Il faudra plier bagage sous la pluie battante. Petit déjeuner à l'abri dans la salle vaisselle du bloc sanitaire. Deux messieurs un peu âgés viennent m'y rejoindre. Ce ne sont pas des cyclistes, ils font le même chemin, cette année jusqu'à Budapest seulement, mais en marchant, 40km par jour. L'un d'eux traîne un chariot accroché à sa taille. Ils ont campé sous la neige à Donaueschingen.

Le chemin manque un peu d'intérêt, il suit la digue du Danube, mais de l'autre coté, en bas, et on ne voit pas le fleuve ! Plaine agricole plate, horizon bien bouché. C'est mieux sur la digue avant Deggendorf, même si il y a tellement de flaques qu'on pédale dans l'eau la moitié du temps. Le Danube est large est rapide, il y a encore bien de la marge pour qu'il passe par dessus les digues.

Deggendorf est une ville industrielle pas agréable à traverser, et même après, on suit l'autoroute ! Je mangerai un peu plus loin, à Niederaltreich, près d'une immense église avec deux tours carrées, un peu sinistre à l'extérieur mais très luxuriante à l'intérieur. Angelots et chérubins, évêques balançant leur crosse, saints et saintes se trémoussant... Je prends en photo ces personnages si expressifs, et soudain vois en dessous des espèces de châsses, et là dedans, horreur, des cadavres, des vrais. À l'état de squelettes, à moitié assis, avec des restes d'habits couronnes et des tas de bijoux, c'est horrible.

Dans ce village il y a un embarcadère et il doit y avoir un bateau qui fait traverser mais il est amarré, et le courant est très fort. De toute façon pour aller à Vilhofen on peut passer d'un côté ou de l'autre.

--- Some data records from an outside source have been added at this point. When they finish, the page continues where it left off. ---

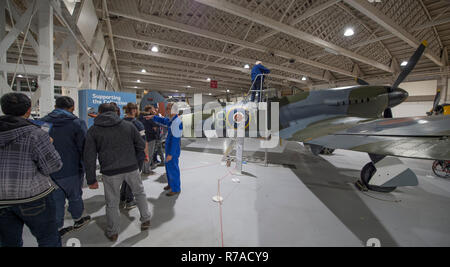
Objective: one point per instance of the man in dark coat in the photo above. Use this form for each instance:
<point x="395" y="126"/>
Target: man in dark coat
<point x="69" y="134"/>
<point x="117" y="143"/>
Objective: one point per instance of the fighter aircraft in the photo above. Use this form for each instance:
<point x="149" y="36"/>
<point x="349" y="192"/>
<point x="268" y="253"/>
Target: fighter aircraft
<point x="359" y="118"/>
<point x="349" y="118"/>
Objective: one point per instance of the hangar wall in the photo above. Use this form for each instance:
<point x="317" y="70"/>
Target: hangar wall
<point x="424" y="91"/>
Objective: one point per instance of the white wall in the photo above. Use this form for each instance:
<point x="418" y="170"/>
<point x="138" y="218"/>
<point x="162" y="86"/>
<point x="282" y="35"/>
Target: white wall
<point x="412" y="109"/>
<point x="423" y="88"/>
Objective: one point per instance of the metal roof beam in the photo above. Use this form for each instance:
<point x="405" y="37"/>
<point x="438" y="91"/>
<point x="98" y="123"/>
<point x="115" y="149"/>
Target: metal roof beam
<point x="289" y="30"/>
<point x="390" y="25"/>
<point x="126" y="46"/>
<point x="129" y="10"/>
<point x="141" y="38"/>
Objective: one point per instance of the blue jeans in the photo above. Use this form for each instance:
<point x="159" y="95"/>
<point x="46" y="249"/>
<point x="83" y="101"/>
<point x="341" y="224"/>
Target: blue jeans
<point x="173" y="175"/>
<point x="256" y="86"/>
<point x="39" y="216"/>
<point x="70" y="188"/>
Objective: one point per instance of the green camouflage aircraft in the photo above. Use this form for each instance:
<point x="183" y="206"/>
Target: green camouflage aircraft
<point x="351" y="118"/>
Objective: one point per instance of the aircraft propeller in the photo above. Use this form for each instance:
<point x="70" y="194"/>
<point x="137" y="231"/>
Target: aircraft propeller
<point x="436" y="101"/>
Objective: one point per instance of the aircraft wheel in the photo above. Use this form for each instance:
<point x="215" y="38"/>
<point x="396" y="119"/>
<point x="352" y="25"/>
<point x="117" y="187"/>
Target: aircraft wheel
<point x="441" y="168"/>
<point x="327" y="151"/>
<point x="367" y="173"/>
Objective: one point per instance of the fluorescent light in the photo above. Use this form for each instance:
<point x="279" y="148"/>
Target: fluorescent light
<point x="331" y="51"/>
<point x="349" y="32"/>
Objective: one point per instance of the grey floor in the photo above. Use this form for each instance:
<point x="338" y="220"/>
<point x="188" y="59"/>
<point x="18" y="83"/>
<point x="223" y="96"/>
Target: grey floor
<point x="299" y="200"/>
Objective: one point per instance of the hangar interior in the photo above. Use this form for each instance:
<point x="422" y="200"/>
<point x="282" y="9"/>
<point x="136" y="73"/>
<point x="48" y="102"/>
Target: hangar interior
<point x="179" y="48"/>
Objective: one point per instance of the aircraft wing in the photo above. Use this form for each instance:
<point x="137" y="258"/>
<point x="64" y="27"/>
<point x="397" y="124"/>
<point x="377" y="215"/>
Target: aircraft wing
<point x="414" y="137"/>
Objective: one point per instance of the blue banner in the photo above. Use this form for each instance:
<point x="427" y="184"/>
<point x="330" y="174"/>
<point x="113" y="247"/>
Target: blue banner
<point x="90" y="100"/>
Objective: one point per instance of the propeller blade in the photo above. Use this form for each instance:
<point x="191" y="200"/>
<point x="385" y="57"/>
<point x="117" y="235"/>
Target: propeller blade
<point x="387" y="114"/>
<point x="437" y="99"/>
<point x="361" y="81"/>
<point x="411" y="65"/>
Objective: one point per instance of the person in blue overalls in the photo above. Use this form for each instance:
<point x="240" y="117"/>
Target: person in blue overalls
<point x="173" y="148"/>
<point x="258" y="80"/>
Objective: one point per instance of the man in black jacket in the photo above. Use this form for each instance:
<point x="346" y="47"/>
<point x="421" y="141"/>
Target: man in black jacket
<point x="69" y="135"/>
<point x="117" y="144"/>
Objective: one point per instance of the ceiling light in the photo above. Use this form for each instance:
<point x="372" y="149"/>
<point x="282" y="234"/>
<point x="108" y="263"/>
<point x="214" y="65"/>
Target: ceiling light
<point x="349" y="32"/>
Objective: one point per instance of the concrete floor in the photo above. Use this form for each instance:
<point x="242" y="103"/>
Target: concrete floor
<point x="299" y="200"/>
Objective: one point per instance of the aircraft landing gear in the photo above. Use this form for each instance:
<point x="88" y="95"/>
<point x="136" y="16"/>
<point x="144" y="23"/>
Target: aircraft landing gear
<point x="385" y="174"/>
<point x="367" y="173"/>
<point x="441" y="168"/>
<point x="326" y="151"/>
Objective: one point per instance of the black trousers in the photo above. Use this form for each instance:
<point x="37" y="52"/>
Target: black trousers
<point x="125" y="190"/>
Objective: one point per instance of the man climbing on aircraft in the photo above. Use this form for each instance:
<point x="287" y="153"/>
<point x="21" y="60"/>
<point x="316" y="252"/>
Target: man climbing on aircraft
<point x="258" y="80"/>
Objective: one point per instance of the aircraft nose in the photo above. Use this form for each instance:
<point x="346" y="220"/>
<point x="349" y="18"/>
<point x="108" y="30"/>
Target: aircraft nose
<point x="397" y="97"/>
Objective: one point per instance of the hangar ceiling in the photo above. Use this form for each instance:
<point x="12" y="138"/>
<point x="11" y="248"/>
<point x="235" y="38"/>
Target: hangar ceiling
<point x="301" y="41"/>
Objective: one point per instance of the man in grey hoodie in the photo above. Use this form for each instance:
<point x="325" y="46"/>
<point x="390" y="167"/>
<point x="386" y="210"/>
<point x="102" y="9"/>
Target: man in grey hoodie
<point x="27" y="158"/>
<point x="117" y="143"/>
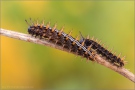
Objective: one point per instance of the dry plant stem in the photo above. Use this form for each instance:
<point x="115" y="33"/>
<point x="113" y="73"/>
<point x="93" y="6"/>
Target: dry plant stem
<point x="28" y="38"/>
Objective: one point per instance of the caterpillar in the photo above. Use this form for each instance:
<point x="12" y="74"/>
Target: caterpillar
<point x="85" y="47"/>
<point x="60" y="38"/>
<point x="112" y="58"/>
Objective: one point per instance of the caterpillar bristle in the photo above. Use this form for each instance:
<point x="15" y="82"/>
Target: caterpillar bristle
<point x="85" y="47"/>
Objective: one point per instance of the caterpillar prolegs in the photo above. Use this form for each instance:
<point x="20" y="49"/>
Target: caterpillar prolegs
<point x="85" y="47"/>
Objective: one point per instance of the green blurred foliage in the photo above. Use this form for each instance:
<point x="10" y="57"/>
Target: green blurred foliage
<point x="28" y="65"/>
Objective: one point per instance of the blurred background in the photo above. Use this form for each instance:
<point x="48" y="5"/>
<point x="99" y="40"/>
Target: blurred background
<point x="26" y="65"/>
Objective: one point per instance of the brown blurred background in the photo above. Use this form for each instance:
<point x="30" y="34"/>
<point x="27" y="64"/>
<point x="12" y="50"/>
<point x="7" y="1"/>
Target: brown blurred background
<point x="26" y="65"/>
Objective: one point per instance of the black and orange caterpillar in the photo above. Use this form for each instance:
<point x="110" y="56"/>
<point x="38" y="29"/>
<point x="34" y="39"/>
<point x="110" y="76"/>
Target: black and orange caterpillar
<point x="85" y="47"/>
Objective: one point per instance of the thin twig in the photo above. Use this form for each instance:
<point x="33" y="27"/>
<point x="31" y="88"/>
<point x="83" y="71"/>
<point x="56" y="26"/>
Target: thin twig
<point x="25" y="37"/>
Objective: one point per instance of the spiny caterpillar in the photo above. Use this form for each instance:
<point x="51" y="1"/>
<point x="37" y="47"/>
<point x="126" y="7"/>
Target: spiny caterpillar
<point x="99" y="49"/>
<point x="85" y="47"/>
<point x="60" y="38"/>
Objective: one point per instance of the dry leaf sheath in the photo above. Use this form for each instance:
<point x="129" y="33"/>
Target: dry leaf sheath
<point x="28" y="38"/>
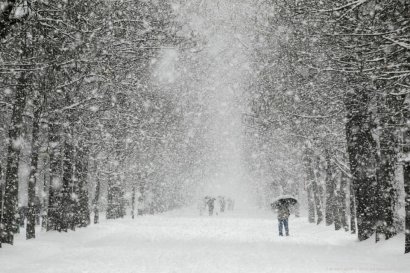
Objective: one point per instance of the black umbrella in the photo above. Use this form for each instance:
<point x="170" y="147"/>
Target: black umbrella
<point x="286" y="200"/>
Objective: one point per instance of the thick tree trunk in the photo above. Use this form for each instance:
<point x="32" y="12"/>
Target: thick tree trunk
<point x="10" y="206"/>
<point x="311" y="204"/>
<point x="31" y="217"/>
<point x="311" y="177"/>
<point x="386" y="171"/>
<point x="83" y="211"/>
<point x="362" y="153"/>
<point x="6" y="18"/>
<point x="55" y="174"/>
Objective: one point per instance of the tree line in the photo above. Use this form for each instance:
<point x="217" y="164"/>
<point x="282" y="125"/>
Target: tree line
<point x="79" y="114"/>
<point x="331" y="93"/>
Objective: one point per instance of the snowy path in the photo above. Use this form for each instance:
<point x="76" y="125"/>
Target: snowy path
<point x="183" y="242"/>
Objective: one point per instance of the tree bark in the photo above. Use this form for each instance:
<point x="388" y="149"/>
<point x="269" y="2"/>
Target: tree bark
<point x="330" y="188"/>
<point x="362" y="153"/>
<point x="352" y="208"/>
<point x="133" y="202"/>
<point x="10" y="206"/>
<point x="406" y="175"/>
<point x="311" y="204"/>
<point x="342" y="201"/>
<point x="55" y="174"/>
<point x="96" y="201"/>
<point x="386" y="171"/>
<point x="311" y="177"/>
<point x="35" y="146"/>
<point x="83" y="211"/>
<point x="66" y="215"/>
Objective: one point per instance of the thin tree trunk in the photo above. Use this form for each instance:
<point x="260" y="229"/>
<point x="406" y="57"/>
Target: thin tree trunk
<point x="406" y="170"/>
<point x="31" y="217"/>
<point x="311" y="204"/>
<point x="311" y="177"/>
<point x="330" y="188"/>
<point x="342" y="201"/>
<point x="352" y="208"/>
<point x="10" y="206"/>
<point x="406" y="176"/>
<point x="66" y="206"/>
<point x="133" y="201"/>
<point x="1" y="203"/>
<point x="96" y="202"/>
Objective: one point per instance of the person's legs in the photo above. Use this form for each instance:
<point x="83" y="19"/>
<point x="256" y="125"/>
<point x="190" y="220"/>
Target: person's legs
<point x="286" y="224"/>
<point x="280" y="227"/>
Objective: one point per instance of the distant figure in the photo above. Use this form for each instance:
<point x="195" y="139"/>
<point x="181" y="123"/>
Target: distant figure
<point x="202" y="206"/>
<point x="140" y="206"/>
<point x="230" y="204"/>
<point x="283" y="218"/>
<point x="211" y="205"/>
<point x="222" y="203"/>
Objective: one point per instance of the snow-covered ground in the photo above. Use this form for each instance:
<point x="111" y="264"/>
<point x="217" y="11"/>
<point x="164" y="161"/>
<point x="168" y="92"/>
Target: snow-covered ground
<point x="181" y="241"/>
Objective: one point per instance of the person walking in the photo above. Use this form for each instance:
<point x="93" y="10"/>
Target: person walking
<point x="211" y="205"/>
<point x="283" y="218"/>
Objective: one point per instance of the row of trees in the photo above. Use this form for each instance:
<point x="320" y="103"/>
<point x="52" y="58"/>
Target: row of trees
<point x="332" y="85"/>
<point x="78" y="106"/>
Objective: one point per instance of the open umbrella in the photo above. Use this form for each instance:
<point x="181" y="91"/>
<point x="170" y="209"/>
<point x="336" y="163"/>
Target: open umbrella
<point x="284" y="200"/>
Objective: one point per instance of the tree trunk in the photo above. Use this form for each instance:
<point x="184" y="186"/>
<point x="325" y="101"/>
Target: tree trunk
<point x="406" y="169"/>
<point x="362" y="153"/>
<point x="35" y="146"/>
<point x="330" y="189"/>
<point x="83" y="211"/>
<point x="133" y="201"/>
<point x="406" y="174"/>
<point x="386" y="171"/>
<point x="1" y="203"/>
<point x="311" y="177"/>
<point x="342" y="201"/>
<point x="311" y="204"/>
<point x="96" y="202"/>
<point x="10" y="206"/>
<point x="55" y="174"/>
<point x="67" y="205"/>
<point x="352" y="208"/>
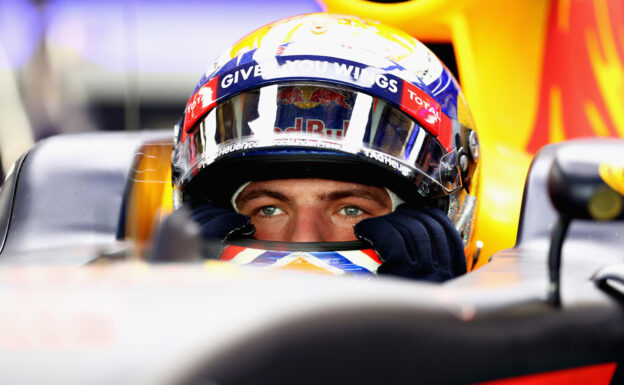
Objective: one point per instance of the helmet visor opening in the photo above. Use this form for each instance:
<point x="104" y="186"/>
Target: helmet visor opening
<point x="324" y="117"/>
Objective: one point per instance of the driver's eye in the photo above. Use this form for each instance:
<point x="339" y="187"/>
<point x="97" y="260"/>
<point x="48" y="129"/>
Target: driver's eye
<point x="270" y="211"/>
<point x="351" y="211"/>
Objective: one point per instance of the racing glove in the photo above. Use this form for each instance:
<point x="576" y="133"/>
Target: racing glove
<point x="419" y="243"/>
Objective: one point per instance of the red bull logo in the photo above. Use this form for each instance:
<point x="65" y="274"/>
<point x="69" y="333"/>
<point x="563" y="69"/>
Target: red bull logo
<point x="315" y="126"/>
<point x="310" y="97"/>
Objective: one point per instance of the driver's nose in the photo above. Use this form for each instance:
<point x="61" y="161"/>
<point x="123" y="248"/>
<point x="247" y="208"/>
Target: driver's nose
<point x="309" y="225"/>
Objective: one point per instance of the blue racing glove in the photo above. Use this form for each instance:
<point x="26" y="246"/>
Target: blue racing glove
<point x="419" y="243"/>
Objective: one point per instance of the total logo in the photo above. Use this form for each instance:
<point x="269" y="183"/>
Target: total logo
<point x="419" y="104"/>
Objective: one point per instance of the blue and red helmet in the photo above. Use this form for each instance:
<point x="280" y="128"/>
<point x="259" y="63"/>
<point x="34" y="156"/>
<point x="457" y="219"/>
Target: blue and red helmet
<point x="335" y="97"/>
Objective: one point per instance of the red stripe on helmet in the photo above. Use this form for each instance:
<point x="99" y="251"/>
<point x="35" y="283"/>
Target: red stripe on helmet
<point x="201" y="102"/>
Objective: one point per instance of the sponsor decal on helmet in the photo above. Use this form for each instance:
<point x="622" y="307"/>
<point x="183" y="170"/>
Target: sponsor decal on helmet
<point x="423" y="107"/>
<point x="201" y="102"/>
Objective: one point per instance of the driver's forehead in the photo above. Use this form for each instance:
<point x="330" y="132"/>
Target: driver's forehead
<point x="315" y="187"/>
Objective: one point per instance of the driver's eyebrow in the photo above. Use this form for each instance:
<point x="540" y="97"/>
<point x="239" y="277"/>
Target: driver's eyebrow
<point x="254" y="193"/>
<point x="354" y="192"/>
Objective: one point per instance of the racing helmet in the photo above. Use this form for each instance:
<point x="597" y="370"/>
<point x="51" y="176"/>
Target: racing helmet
<point x="335" y="97"/>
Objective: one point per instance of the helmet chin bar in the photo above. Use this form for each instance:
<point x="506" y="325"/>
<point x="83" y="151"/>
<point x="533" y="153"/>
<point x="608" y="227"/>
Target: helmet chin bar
<point x="328" y="258"/>
<point x="300" y="246"/>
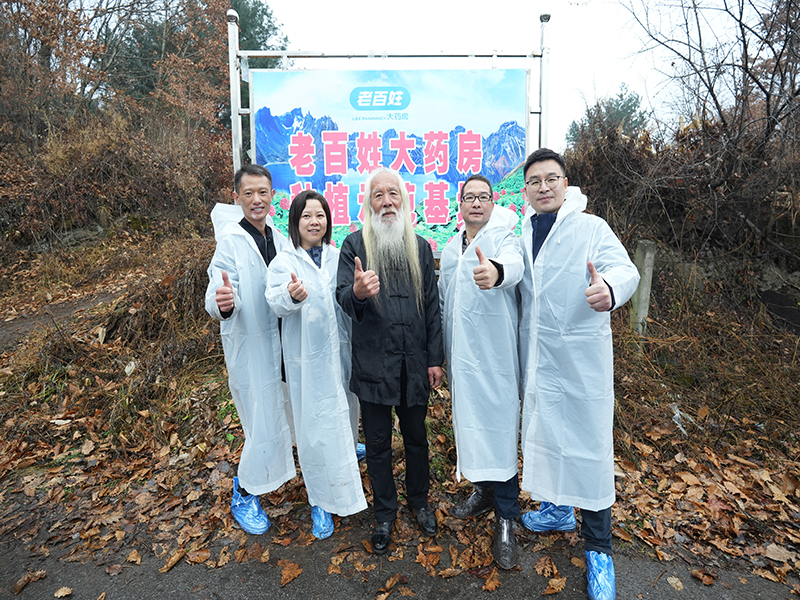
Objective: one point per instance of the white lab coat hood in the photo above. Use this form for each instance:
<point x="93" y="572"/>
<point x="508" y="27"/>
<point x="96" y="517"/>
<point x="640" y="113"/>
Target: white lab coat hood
<point x="567" y="359"/>
<point x="252" y="348"/>
<point x="316" y="352"/>
<point x="480" y="334"/>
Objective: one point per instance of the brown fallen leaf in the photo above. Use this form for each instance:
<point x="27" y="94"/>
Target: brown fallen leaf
<point x="706" y="577"/>
<point x="555" y="586"/>
<point x="578" y="562"/>
<point x="27" y="578"/>
<point x="198" y="556"/>
<point x="546" y="567"/>
<point x="767" y="575"/>
<point x="676" y="583"/>
<point x="449" y="572"/>
<point x="87" y="447"/>
<point x="289" y="571"/>
<point x="492" y="582"/>
<point x="173" y="559"/>
<point x="391" y="582"/>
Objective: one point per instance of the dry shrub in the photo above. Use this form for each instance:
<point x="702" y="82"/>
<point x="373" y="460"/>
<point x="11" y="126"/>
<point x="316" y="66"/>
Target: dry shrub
<point x="710" y="352"/>
<point x="159" y="349"/>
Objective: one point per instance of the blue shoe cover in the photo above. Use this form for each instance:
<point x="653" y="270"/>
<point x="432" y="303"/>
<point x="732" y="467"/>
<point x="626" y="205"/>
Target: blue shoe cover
<point x="550" y="518"/>
<point x="321" y="523"/>
<point x="361" y="451"/>
<point x="600" y="574"/>
<point x="248" y="512"/>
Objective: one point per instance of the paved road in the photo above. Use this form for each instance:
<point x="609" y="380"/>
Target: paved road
<point x="637" y="576"/>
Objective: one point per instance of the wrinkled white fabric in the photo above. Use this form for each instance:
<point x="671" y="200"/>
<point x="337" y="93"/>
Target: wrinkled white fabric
<point x="316" y="351"/>
<point x="567" y="359"/>
<point x="480" y="336"/>
<point x="251" y="342"/>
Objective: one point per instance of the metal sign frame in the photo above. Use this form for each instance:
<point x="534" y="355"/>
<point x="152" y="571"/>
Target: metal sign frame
<point x="237" y="64"/>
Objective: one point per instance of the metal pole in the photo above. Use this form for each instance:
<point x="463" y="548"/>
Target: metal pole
<point x="544" y="74"/>
<point x="236" y="97"/>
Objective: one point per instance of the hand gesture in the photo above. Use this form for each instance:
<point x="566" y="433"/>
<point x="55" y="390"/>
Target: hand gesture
<point x="598" y="295"/>
<point x="224" y="294"/>
<point x="435" y="375"/>
<point x="365" y="283"/>
<point x="485" y="274"/>
<point x="297" y="290"/>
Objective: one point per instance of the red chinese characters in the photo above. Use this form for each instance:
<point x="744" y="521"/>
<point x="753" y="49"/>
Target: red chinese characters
<point x="335" y="143"/>
<point x="436" y="153"/>
<point x="337" y="195"/>
<point x="301" y="154"/>
<point x="470" y="151"/>
<point x="403" y="146"/>
<point x="437" y="206"/>
<point x="368" y="151"/>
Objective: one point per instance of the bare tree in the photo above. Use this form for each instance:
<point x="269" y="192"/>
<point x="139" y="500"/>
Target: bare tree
<point x="736" y="65"/>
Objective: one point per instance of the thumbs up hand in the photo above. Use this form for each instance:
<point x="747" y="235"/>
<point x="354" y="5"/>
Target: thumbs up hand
<point x="598" y="294"/>
<point x="224" y="294"/>
<point x="485" y="274"/>
<point x="365" y="283"/>
<point x="297" y="290"/>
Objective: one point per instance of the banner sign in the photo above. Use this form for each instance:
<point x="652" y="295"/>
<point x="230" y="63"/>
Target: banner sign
<point x="327" y="130"/>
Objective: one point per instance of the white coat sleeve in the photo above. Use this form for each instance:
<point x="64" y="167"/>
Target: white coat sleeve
<point x="612" y="262"/>
<point x="279" y="275"/>
<point x="510" y="256"/>
<point x="224" y="259"/>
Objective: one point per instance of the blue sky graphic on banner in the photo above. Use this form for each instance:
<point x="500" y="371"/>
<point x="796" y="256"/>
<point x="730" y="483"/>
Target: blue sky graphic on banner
<point x="326" y="130"/>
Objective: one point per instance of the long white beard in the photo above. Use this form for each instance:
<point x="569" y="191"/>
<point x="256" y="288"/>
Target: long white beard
<point x="389" y="243"/>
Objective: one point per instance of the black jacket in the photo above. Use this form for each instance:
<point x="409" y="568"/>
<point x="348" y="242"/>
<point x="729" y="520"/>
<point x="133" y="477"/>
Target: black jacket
<point x="392" y="331"/>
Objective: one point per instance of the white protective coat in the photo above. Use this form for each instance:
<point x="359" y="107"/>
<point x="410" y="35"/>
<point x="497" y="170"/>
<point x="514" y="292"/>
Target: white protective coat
<point x="567" y="359"/>
<point x="252" y="346"/>
<point x="316" y="352"/>
<point x="480" y="335"/>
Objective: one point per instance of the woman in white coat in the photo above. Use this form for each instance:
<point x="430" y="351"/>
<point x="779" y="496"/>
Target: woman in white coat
<point x="315" y="337"/>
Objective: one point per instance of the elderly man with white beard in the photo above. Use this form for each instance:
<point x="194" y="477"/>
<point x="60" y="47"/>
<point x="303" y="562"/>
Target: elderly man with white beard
<point x="386" y="283"/>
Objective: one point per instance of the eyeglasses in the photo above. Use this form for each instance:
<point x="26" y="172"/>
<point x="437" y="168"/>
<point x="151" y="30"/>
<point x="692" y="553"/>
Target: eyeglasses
<point x="550" y="182"/>
<point x="469" y="198"/>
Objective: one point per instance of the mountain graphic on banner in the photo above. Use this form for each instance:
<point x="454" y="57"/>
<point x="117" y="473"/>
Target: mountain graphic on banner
<point x="503" y="150"/>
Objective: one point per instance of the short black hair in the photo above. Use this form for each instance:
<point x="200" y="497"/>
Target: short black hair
<point x="478" y="177"/>
<point x="249" y="169"/>
<point x="296" y="211"/>
<point x="541" y="155"/>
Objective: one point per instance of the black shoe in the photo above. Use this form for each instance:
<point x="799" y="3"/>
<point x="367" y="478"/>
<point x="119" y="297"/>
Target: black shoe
<point x="426" y="519"/>
<point x="504" y="547"/>
<point x="480" y="501"/>
<point x="382" y="536"/>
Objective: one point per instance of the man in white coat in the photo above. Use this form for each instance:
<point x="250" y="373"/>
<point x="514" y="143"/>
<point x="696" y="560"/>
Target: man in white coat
<point x="479" y="271"/>
<point x="251" y="342"/>
<point x="576" y="272"/>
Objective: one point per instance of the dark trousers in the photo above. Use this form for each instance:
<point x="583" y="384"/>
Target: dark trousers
<point x="376" y="420"/>
<point x="506" y="496"/>
<point x="596" y="530"/>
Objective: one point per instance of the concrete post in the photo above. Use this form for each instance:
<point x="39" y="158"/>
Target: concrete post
<point x="233" y="69"/>
<point x="640" y="302"/>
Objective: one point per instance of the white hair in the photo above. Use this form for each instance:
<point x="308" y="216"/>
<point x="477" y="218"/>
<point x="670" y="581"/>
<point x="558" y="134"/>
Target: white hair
<point x="392" y="246"/>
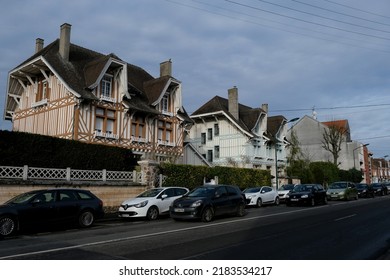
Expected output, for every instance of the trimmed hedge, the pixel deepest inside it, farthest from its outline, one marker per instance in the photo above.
(191, 176)
(19, 148)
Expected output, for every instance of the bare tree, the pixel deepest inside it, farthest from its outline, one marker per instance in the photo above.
(333, 137)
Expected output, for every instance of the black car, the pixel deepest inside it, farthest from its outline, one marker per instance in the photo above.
(365, 190)
(379, 189)
(309, 194)
(42, 208)
(208, 201)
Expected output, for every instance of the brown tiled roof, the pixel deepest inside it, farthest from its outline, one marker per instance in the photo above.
(247, 116)
(273, 124)
(84, 67)
(342, 125)
(153, 88)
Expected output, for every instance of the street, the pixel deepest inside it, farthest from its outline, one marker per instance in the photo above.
(341, 230)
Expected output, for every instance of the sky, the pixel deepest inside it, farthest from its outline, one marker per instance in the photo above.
(300, 57)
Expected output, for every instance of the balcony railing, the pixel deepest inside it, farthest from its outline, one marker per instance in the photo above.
(68, 174)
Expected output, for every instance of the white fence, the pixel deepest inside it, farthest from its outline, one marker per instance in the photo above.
(68, 174)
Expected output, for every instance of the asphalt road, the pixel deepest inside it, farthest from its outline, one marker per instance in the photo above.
(352, 230)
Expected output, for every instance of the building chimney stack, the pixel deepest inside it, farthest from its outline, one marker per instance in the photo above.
(264, 107)
(166, 68)
(65, 41)
(233, 102)
(38, 44)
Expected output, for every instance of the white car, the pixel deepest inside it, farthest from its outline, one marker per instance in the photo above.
(151, 203)
(284, 190)
(258, 196)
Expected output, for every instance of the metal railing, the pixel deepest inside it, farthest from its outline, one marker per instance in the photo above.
(68, 174)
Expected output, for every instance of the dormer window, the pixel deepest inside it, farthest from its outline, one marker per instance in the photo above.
(42, 94)
(106, 89)
(165, 105)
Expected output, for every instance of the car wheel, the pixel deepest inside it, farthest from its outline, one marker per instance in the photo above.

On continue sous les digues, bientôt dans une campagne plus verte, prés, saules et peupliers et rideaux d'arbres. Puis on traverse des villages sont Künzing où il y a les restes d'une ville romaine et un musée, cet après-midi fermé.

On passe devant une grosse centrale électrique, thermique je suppose, avec deux hautes cheminées blanches. À Vilhofen nouvelle traversée du fleuve. La dernière partie du trajet, c'est une petite route uniquement cyclable qui surplombe le Danube. Le vent et le soleil dans le dos en plus, le fleuve, splendide. Je n'irai quand même pas jusque Passau, il y a un camping champêtre à Irring bei Passau... d'où malheureusement on entends l'autoroute qui est à bien 2km.